I think we're just so pre-programmed to believe every drop of juice is sacred that we can't even adjust our brains to a world where solar can be installed for $1.80/W and electricity can be abundant, cheap and sustainable. Hell, something like half our grid electricity is lost in transmission, why should I worry about losing 40% to a fuel cell?
 
Hell, something like half our grid electricity is lost in transmission, why should I worry about losing 40% to a fuel cell?
Um, no. Off by an order of magnitude, according to EIA, a very reliable source:
EIA estimates that national electricity transmission and distribution losses average about 6% of the electricity that is transmitted and distributed in the United States each year.
 
Good article.
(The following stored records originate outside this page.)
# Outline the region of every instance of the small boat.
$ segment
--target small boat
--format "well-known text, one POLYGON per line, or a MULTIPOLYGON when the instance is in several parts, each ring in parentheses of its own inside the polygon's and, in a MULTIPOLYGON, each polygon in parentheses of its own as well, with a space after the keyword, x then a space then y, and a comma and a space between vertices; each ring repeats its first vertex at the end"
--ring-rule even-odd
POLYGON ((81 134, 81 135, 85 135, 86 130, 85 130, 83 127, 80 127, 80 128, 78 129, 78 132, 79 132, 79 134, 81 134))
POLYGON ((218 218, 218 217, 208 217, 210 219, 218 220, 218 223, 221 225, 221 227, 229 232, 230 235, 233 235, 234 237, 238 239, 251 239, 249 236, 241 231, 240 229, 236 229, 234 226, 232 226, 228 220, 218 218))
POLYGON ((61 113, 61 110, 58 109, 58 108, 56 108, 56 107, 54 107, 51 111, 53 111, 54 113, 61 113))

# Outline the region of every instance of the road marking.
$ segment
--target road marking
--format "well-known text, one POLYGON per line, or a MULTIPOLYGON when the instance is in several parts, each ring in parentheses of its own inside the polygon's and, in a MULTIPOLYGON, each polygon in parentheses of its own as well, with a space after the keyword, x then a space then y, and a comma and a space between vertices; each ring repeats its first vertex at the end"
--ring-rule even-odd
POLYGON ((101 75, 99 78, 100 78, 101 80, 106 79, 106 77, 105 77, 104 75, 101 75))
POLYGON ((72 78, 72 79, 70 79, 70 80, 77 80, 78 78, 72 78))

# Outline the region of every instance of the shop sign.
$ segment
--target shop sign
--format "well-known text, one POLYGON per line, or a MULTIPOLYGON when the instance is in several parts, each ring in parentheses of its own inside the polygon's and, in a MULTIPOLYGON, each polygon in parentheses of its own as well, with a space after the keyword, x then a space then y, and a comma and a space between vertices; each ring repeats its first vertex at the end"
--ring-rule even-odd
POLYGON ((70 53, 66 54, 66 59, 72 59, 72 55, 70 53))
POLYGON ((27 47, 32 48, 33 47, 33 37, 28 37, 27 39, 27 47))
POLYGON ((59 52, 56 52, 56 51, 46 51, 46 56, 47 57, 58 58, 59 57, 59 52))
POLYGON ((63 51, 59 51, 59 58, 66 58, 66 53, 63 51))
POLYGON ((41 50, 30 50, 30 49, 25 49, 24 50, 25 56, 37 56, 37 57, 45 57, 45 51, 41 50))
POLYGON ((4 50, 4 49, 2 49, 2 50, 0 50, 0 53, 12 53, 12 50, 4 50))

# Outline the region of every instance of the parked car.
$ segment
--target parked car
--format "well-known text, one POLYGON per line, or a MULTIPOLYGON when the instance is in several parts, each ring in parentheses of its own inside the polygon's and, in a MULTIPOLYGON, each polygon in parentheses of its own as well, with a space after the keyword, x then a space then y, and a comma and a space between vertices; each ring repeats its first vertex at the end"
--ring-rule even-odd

This paragraph popped out in particular, in light of @wk057's amazing project:
“With NEM [Net Energy Metering], it was almost never economical to add a battery to the solar because the grid is used as a battery,” Guccione said. “Even when battery costs become much lower, there will be only minimal or no economic advantage to have batteries if NEM is included.”
An important point for Tesla's stationary storage people to consider.
 
Good article. This paragraph popped out in particular, in light of @wk057's amazing project:
“With NEM [Net Energy Metering], it was almost never economical to add a battery to the solar because the grid is used as a battery,” Guccione said. “Even when battery costs become much lower, there will be only minimal or no economic advantage to have batteries if NEM is included.”
An important point for Tesla's stationary storage people to consider.

Yep; There will of course come a time when the grid is saturated with solar and there won't be an export market so it's going to be use it, store it or lose it. At which point storage WILL make sense. I like to think that time is <10 years away. But, until then it's more economic to sell power than store it.